The messages from rightwing media and megachurches is one of paranoia and incessant tribalism. Over and over, the message is that a way of life is under siege. Men can no longer be "men". Christians can no longer be "Christians". And who is to blame - the names are legion and all mean the same thing: liberal, elitist, pointy-headed, egghead, atheist, commie, pinko, feminazi, PC, SJW, globalist, snowflake. By its nature, the populist position has an easy target: anyone who is different than them. Often, simply their request for inclusion, if not their very right to exist, is viewed as an offensive attack.
One can see how attractive this message might be - that their identity is threatened - to a group whose occupations have indeed been losing status for decades. In this amazing infographic, in which occupations are charted by political ideology, there is an overwhelming tendency for blue collar, non-college educated work to swing right. Click the link to see the whole page, but just take a look at this portion:
People's occupation is often core to who they are, how they view the world. If not the actual work itself, then the culture of the profession, what kind of people work there and what kind of people are then expected to work there. If I describe the lovely foreign film I just watched while sitting around the dirty igloo cooler with my fellow pipe-fitters, they are going to look at me funny.
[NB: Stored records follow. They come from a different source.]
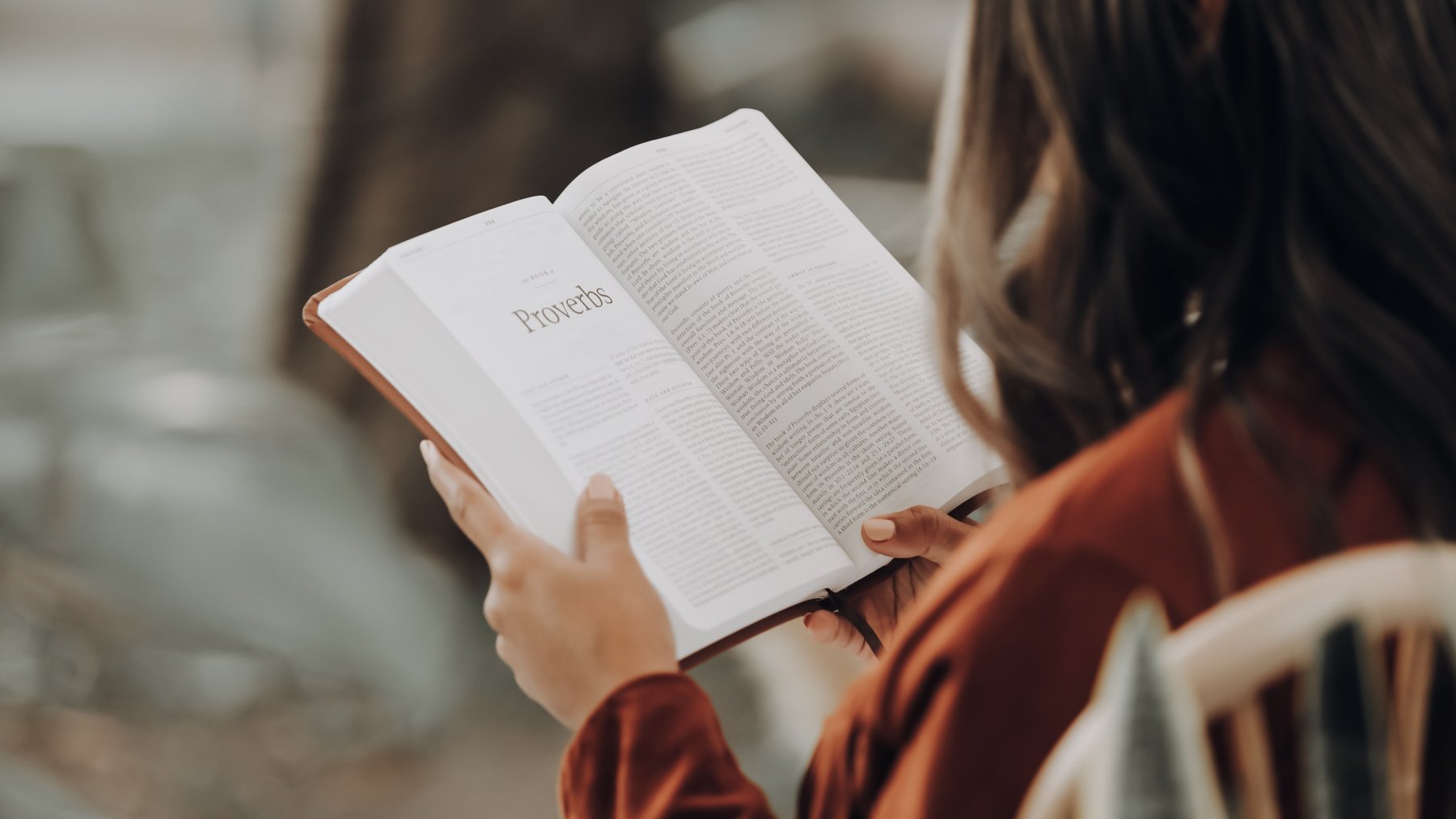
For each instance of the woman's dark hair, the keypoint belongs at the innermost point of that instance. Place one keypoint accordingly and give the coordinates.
(1230, 175)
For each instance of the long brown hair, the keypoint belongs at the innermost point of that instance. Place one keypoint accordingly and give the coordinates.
(1228, 175)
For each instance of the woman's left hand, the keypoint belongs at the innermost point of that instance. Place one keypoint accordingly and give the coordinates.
(573, 629)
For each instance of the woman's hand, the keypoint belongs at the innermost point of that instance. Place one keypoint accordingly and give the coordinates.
(571, 629)
(926, 537)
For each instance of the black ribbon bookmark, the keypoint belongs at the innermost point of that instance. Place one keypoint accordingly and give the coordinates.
(842, 607)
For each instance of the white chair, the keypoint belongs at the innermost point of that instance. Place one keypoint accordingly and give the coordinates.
(1259, 636)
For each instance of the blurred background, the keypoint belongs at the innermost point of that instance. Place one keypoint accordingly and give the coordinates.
(226, 589)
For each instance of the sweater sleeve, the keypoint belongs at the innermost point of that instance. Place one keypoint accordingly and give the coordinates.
(964, 709)
(654, 748)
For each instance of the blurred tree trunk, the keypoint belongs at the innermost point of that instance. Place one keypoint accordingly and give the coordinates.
(438, 109)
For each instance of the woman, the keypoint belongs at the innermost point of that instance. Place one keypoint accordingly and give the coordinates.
(1230, 348)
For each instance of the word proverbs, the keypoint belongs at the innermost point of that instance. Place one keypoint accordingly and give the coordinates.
(557, 313)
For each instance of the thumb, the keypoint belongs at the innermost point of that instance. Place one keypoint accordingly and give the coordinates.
(602, 522)
(919, 531)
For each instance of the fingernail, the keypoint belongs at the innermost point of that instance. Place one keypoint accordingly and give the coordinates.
(600, 488)
(880, 529)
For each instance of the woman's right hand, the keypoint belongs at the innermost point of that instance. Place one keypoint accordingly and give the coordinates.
(926, 537)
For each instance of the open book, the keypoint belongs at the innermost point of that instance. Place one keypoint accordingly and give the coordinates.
(704, 320)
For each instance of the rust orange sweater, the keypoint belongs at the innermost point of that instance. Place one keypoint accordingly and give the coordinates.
(999, 653)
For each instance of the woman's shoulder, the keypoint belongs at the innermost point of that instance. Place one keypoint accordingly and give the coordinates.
(1104, 522)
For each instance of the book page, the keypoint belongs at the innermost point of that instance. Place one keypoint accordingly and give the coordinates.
(804, 326)
(713, 524)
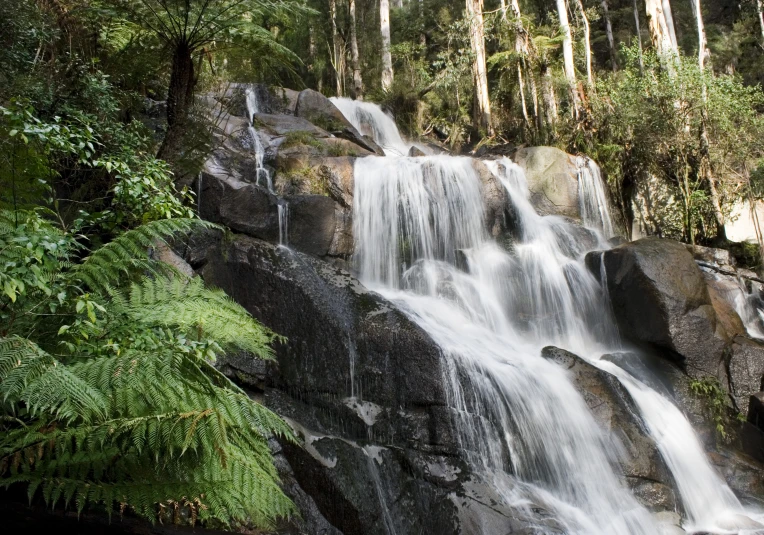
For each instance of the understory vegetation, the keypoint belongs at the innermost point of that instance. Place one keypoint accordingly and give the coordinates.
(109, 398)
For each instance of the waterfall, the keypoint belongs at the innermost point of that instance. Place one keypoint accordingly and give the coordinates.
(526, 431)
(261, 171)
(592, 197)
(369, 119)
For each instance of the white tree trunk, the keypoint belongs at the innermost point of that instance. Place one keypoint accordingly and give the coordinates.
(354, 58)
(387, 59)
(610, 39)
(587, 41)
(337, 61)
(659, 29)
(639, 37)
(479, 72)
(567, 53)
(702, 49)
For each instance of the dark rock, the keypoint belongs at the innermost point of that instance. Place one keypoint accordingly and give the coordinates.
(552, 179)
(251, 209)
(282, 125)
(319, 110)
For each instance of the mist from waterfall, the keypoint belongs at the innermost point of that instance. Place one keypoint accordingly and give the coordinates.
(420, 239)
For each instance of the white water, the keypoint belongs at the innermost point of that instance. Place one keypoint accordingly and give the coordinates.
(420, 242)
(370, 120)
(261, 171)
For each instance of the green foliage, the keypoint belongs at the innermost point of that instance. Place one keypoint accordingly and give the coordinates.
(107, 390)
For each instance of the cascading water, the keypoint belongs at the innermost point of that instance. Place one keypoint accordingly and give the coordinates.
(420, 241)
(595, 210)
(262, 172)
(370, 120)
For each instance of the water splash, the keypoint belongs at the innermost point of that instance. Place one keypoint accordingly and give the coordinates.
(592, 197)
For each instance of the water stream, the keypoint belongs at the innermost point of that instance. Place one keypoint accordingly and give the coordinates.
(420, 242)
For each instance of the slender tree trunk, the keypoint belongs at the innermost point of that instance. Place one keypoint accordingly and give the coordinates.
(702, 44)
(550, 99)
(659, 29)
(670, 23)
(587, 41)
(354, 59)
(610, 39)
(639, 37)
(180, 95)
(521, 85)
(479, 71)
(387, 59)
(567, 54)
(336, 59)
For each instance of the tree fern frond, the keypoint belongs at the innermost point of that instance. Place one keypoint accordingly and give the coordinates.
(129, 252)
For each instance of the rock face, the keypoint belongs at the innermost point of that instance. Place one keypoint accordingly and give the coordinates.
(614, 410)
(362, 386)
(661, 298)
(552, 179)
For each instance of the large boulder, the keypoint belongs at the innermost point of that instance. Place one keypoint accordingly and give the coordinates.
(614, 410)
(321, 111)
(659, 297)
(363, 388)
(552, 179)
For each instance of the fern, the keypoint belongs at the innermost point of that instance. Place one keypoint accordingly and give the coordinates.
(123, 408)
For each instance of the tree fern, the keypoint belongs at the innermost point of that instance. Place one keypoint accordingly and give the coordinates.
(120, 405)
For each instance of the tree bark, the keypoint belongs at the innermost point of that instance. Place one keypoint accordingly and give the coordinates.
(610, 39)
(567, 54)
(703, 52)
(479, 71)
(550, 99)
(180, 95)
(639, 37)
(587, 41)
(659, 29)
(354, 58)
(337, 61)
(387, 59)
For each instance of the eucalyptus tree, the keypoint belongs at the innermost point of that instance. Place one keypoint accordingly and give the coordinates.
(191, 29)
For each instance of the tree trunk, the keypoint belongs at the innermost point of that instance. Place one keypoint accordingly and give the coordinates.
(550, 99)
(659, 29)
(702, 44)
(639, 37)
(567, 54)
(479, 72)
(180, 95)
(337, 61)
(610, 39)
(354, 59)
(587, 41)
(387, 59)
(670, 23)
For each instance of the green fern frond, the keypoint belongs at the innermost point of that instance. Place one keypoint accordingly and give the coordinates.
(128, 253)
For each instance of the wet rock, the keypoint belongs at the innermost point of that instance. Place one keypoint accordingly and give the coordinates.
(495, 199)
(659, 297)
(552, 179)
(614, 410)
(319, 110)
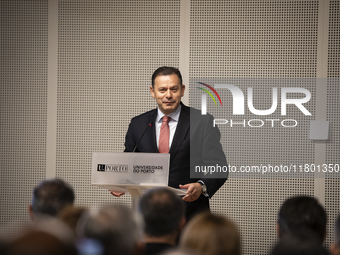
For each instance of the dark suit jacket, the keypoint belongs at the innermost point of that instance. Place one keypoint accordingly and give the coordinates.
(205, 143)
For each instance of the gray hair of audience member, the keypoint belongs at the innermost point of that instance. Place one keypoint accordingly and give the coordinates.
(303, 243)
(51, 196)
(162, 211)
(302, 212)
(50, 236)
(211, 234)
(115, 226)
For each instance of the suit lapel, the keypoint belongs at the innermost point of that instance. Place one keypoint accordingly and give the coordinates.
(181, 131)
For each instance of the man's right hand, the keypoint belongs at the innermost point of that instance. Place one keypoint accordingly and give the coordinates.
(117, 193)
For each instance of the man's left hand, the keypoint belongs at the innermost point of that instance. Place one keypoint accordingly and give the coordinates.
(193, 193)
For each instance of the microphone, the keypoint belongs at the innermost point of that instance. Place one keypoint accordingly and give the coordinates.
(149, 126)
Just as if, while eating Chipotle with my fellow graphic designers, I describe in detail the 3-point buck I took down last Saturday.
Much has contributed to get us to where we are today. Remember Revenge of the Nerds? Remember nerds? If you work in construction, you probably do. The rest of us, maybe less so. Feminism allowed men to be more sensitive and not be defined merely by a stoic, physicality. The Information Age introduced forms of labor that required abstract knowledge than required no daring, strength or toughness. Gay rights redefined masculinity even further. Transgender acceptance upended it entirely. Global commerce and media have upended tradition at breakneck speed.
Much has been said about the loss of manufacturing, economic insecurity and the rust belt swing from Blue to Red. But while those are a significant factor, certainly with respect to electoral politics. What is more important is the redefining of the American Male and his place of work. There is nothing about working with your hands that requires a traditionalist view of masculinity. However, work is to a large degree identity. It becomes family identity, it gets passed down through generations. These generations develop different repertoires of knowledge, emphasize different values. If a child grows up in a home that doesn't watch foreign films, debate global religion, critically deconstruct modern art, he is going to view the world differently.
But do these worlds have to be in tension? Do they have to collide with such dangerous friction? What can we do, as a society, to be more inclusive? This is the question for our time.